When an outbreak of group C meningococcal invasive disease sickened 10 and caused two fatalities in Chicago this year, officials took action to avert a potential epidemic. They launched a massive vaccination campaign, focusing on the at-risk group—children 11 to 18. More than 7,000 children got vaccines in two weeks, and no additional children died.
That success story was relayed by David R. Gifford, M.D., director of the Rhode Island Department of Health at a congressional hearing on public health threat preparedness. Mass vaccination “is one of the core capabilities that health agencies across the country are working to develop,” said Gifford.
In this month’s cover story, Mario Possamai discusses what the private sector should be doing to prepare for public health emergencies, such as a pandemic. Possamai warns against complacency about a threat that is no less real now that it has ceased to feature prominently in the headlines.

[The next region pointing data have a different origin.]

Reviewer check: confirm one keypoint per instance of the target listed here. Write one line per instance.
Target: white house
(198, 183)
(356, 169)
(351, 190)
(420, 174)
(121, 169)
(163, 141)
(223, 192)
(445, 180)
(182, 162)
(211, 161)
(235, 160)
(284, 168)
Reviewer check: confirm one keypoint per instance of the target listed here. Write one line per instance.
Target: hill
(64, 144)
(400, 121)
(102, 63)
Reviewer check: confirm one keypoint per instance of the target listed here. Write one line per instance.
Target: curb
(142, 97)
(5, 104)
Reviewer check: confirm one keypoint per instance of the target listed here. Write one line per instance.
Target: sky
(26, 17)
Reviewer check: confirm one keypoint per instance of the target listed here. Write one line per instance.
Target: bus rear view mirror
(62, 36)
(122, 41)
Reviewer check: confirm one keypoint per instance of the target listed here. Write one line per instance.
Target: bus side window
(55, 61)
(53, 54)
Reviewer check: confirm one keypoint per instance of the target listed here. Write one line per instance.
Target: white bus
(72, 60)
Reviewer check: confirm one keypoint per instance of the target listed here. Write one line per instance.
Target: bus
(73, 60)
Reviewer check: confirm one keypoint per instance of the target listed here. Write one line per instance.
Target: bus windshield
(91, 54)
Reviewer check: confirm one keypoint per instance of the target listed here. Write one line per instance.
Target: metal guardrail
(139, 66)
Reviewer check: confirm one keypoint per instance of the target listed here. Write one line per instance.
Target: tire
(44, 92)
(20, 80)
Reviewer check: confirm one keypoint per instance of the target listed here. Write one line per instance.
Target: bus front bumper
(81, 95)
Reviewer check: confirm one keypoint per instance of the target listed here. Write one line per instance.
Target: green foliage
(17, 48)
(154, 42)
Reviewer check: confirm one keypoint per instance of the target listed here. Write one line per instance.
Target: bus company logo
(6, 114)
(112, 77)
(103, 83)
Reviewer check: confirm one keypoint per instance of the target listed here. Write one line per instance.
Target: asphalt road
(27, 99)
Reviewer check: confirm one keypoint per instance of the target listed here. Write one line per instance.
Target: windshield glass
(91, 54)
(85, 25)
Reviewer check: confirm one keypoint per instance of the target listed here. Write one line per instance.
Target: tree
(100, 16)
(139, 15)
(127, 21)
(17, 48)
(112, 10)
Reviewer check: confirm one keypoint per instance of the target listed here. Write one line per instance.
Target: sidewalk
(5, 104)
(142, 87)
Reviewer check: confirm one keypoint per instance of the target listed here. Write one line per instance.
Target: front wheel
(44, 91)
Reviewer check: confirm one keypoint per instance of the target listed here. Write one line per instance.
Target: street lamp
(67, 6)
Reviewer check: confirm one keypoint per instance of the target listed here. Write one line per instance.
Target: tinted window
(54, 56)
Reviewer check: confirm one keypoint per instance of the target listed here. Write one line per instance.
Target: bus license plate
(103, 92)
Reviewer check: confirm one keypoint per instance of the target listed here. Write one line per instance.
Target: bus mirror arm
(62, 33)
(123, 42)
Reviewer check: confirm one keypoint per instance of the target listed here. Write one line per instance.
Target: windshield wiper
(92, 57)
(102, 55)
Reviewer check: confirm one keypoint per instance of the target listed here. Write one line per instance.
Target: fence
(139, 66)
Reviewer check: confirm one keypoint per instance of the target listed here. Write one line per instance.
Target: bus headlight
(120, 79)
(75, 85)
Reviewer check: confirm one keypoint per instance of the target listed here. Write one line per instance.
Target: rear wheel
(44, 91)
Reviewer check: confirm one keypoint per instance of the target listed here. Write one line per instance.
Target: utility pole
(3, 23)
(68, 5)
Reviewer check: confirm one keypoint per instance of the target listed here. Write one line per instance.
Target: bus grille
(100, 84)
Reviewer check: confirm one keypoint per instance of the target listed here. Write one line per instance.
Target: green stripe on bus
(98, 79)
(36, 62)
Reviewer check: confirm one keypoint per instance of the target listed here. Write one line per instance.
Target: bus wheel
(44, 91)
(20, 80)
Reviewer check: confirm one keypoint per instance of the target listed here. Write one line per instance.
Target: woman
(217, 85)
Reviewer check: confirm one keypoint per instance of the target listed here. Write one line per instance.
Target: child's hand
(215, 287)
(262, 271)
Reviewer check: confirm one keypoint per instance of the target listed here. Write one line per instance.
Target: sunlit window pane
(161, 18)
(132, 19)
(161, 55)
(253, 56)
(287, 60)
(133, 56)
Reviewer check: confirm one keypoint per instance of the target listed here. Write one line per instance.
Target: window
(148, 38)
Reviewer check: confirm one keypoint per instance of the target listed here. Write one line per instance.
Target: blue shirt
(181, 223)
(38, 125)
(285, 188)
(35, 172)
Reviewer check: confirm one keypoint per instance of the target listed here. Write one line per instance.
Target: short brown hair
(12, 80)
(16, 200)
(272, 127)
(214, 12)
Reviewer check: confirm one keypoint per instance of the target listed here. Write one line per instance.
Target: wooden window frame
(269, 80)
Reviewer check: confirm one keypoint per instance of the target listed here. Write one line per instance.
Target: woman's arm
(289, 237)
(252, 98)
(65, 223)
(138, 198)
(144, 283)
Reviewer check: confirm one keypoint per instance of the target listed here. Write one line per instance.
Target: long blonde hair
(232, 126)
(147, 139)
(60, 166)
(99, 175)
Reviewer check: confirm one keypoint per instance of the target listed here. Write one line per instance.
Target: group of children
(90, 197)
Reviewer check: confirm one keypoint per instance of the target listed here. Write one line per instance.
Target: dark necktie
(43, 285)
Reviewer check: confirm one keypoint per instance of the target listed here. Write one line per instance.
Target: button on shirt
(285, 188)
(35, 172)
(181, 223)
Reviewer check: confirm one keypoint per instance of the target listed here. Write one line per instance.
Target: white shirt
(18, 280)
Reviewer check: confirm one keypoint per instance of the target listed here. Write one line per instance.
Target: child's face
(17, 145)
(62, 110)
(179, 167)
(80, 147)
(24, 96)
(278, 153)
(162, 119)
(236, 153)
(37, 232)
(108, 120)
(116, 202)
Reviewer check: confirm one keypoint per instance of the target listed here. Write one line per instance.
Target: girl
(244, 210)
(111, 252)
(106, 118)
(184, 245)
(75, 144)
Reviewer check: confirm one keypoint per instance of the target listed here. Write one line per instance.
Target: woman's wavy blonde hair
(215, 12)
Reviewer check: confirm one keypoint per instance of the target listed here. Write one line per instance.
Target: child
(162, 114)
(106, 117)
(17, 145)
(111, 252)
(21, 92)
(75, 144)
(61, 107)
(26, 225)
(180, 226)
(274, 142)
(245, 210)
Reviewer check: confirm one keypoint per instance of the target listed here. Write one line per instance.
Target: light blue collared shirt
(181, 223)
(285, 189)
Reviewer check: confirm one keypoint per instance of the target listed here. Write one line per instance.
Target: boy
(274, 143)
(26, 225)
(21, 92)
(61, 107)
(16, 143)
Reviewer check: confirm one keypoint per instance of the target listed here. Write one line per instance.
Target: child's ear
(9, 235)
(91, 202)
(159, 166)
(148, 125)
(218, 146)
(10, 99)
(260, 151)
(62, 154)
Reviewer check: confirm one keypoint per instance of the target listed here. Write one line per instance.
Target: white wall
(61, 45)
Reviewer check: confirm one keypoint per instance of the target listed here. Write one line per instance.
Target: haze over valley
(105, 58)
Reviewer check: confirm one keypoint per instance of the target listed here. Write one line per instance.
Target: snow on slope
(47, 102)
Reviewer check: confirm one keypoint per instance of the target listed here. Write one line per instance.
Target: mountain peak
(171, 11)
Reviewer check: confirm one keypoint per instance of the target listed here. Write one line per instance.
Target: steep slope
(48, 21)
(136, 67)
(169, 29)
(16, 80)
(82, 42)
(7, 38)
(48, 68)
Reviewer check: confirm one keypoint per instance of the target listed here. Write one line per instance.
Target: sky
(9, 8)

In a survey conducted in conjunction with Possamai’s feature, Security Management readers indicated that the issue is being taken seriously. The news is similarly positive with regard to what the public sector is doing. For example, every state now conducts year-round influenza surveillance, and all states routinely test—at least in tabletop exercises—their public health department’s ability to respond to emergencies, according to Rear Admiral W. Craig Vanderwagen, M.D., of the Health and Human Services Department (HHS), who also testified at the hearing.
Healthcare facilities can now electronically track bed and resource availability nationwide. And a system for registering volunteer health professionals has been set up to facilitate the movement of medical professionals to where the need is greatest in an emergency.
HHS is also developing a system called MedMap that will give real-time nationwide information about other physical resources, such as assembly centers, as they come online or get filled to capacity. Another HHS effort is aimed at quadrupling our capacity for domestic manufacturing of vaccines by 2012 to meet emergency demand. In addition, states are well on their way to meeting their 2008 goal of stockpiling 31 million treatment courses of antivirals for influenza. These are but a few of the initiatives underway.
Much still remains to be done, however, to ensure national medical readiness. The Government Accountability Office recently reported that state pandemic plans have major gaps in critical areas, such as how to work with the private sector to ensure continuity of essential services in a pandemic.
Worse, laments Gifford, we are at risk of losing gains made over the last decade, because key federal program funding is down 25 to 33 percent from 2005, making it harder for states to maintain surveillance systems, labs, and other components of medical readiness. The impact of those shortfalls won’t become apparent until it really matters.